Haldor Virik’s Ships
ODD2, SOBRAON, MIMOSA, NORMANNA(1), 
GUVERNØREN, NORMANNA(2), FRANGO, 
SANDAR 1928, SANDAR 1946, 
SANDEFJORD 1937, SANDEFJORD 1950
Two German vessels linked with SANDAR(2) : 
JAN WELLEM and ELSA ESSBERGER
http://freepages.family.rootsweb.com/~treevecwll/anc1a.htm

A O Andersen’s Ships
BUCCANEER 1938, BEDUIN 1936, BUCCANEER 1950,
BOHEME 1956, ANDY 1959, BEREAN 1961
http://freepages.family.rootsweb.com/~treevecwll/anc1b.htm

Best Wishes
Raymond


----------



## nigelcollett (Oct 26, 2005)

Tks Raymond

Will contact a.s.a.p

NigelC


----------



## GILL HOPKINS (Jun 26, 2006)

*Charente Operation Performance*

My name is Gillian Hopkins and I don't know if you can help me, but I am trying to find which ship my Grandfather FRANCIS REGINALD GEORGE HALL Discharge Book NoR14629 was on before he ended up on the CHARENTE, which was scuttled 1st April 1942, He and the rest of the crew ended up in MILAG NORD.

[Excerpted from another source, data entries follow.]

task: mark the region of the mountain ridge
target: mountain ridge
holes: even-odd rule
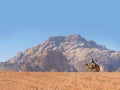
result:
[[[15,64],[28,61],[29,58],[39,57],[46,51],[59,51],[77,71],[86,71],[84,63],[90,63],[94,57],[103,71],[118,71],[120,68],[120,52],[111,51],[93,40],[86,40],[79,34],[70,36],[54,36],[42,44],[26,49],[7,60],[6,63]],[[60,57],[58,57],[60,58]],[[45,70],[44,70],[45,71]]]

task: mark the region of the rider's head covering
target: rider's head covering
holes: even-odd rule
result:
[[[94,59],[92,58],[92,63],[94,63]]]

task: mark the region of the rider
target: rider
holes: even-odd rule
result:
[[[90,64],[90,67],[92,68],[92,69],[94,69],[94,67],[95,67],[95,62],[94,62],[94,59],[92,58],[92,62],[91,62],[91,64]]]

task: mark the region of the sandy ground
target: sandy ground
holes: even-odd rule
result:
[[[120,73],[1,72],[0,90],[120,90]]]

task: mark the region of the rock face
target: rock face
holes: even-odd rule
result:
[[[119,71],[120,52],[111,51],[79,34],[50,37],[43,44],[18,52],[15,57],[0,63],[0,70],[87,71],[83,64],[90,63],[92,58],[101,71]]]

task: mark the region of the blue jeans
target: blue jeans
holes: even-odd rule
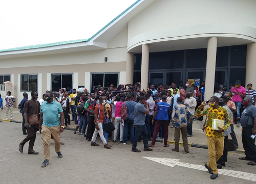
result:
[[[134,126],[133,126],[133,120],[127,119],[124,120],[124,124],[123,127],[123,143],[126,143],[127,139],[128,130],[130,128],[130,142],[131,143],[133,142],[134,139]]]
[[[147,114],[146,115],[146,118],[145,119],[145,124],[146,126],[146,129],[148,133],[147,135],[148,138],[150,138],[150,134],[151,133],[151,124],[152,124],[152,119],[153,119],[153,116]],[[152,134],[153,136],[153,134]]]
[[[133,149],[136,149],[137,147],[137,142],[138,142],[138,139],[140,137],[141,133],[143,135],[143,144],[144,148],[147,148],[148,147],[147,145],[147,130],[146,129],[146,125],[135,125],[135,134],[134,135],[134,139],[133,142]]]
[[[189,135],[192,135],[192,125],[193,125],[193,120],[191,119],[190,121],[190,124],[188,124],[187,126],[187,132]]]
[[[237,117],[240,118],[240,110],[241,110],[241,106],[242,106],[242,101],[234,101],[234,104],[236,104],[236,108],[237,108]],[[238,123],[240,123],[240,121],[237,121]]]
[[[71,112],[72,112],[72,119],[75,120],[75,123],[77,124],[78,121],[77,120],[76,111],[76,106],[70,106]]]
[[[86,114],[83,116],[81,116],[81,122],[80,122],[79,132],[81,132],[82,127],[82,134],[86,134],[86,129],[87,126],[87,116]]]
[[[109,122],[109,118],[106,118],[106,120],[108,122]],[[104,130],[104,138],[106,140],[106,141],[108,141],[108,138],[109,137],[109,134],[105,132],[105,130],[104,129],[104,125],[106,124],[106,121],[105,121],[105,119],[104,119],[104,121],[103,121],[102,124],[102,129]],[[100,138],[100,140],[102,141],[101,138]]]

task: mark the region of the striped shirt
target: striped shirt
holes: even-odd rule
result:
[[[256,96],[256,91],[252,89],[251,90],[246,90],[246,96],[249,96],[251,98],[252,103],[254,102],[254,96]]]

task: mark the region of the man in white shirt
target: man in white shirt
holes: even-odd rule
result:
[[[197,107],[197,100],[193,96],[193,93],[190,91],[187,92],[186,95],[186,99],[185,99],[184,104],[187,106],[188,111],[192,114],[193,116],[195,114],[195,111]],[[193,124],[193,118],[189,122],[189,124],[187,126],[187,137],[192,137],[192,125]]]
[[[42,94],[42,98],[39,100],[39,102],[40,103],[40,106],[41,106],[42,103],[45,101],[46,98],[45,98],[45,93]]]

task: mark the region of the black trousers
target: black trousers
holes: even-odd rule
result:
[[[227,150],[228,149],[228,136],[225,136],[224,138],[224,148],[222,156],[219,159],[217,164],[221,164],[223,162],[226,162],[227,160]]]
[[[252,128],[243,128],[242,132],[242,141],[244,147],[244,153],[247,159],[256,162],[256,145],[255,138],[251,139]]]
[[[33,149],[36,136],[36,132],[38,130],[38,126],[39,126],[39,125],[32,125],[31,127],[27,128],[27,132],[28,133],[28,135],[20,143],[22,146],[24,146],[26,143],[29,141],[29,151],[32,151]]]
[[[93,135],[93,133],[95,130],[95,123],[94,123],[94,117],[87,116],[87,132],[86,135],[87,138],[92,139]]]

I know he wasn't on the SS Salmonpool or the Romanby. If anybody could help I would be very grateful as I never Knew him.

After he was relased from MILAG NORD he carried on he merchant career and he sailed on MV CRETIC, MV CEDRIC, MV CANOPIC AND MV DORIC if any one has information on these or knew him I would again be very grateful.
Hope to hear something soon.

Kind Regards
Gill Hokinss (Thumb)


----------



## nigelcollett (Oct 26, 2005)

Hi Jill

I can give you a pointers concerning the _*Charante*_ as you probably know she was a Norwegian Vessel and you can find details of her on the following site:

http://www.warsailors/com/freefleet/index.html

This is an excellent site and mentions the crew members on the vessel that took part in "Operation performance"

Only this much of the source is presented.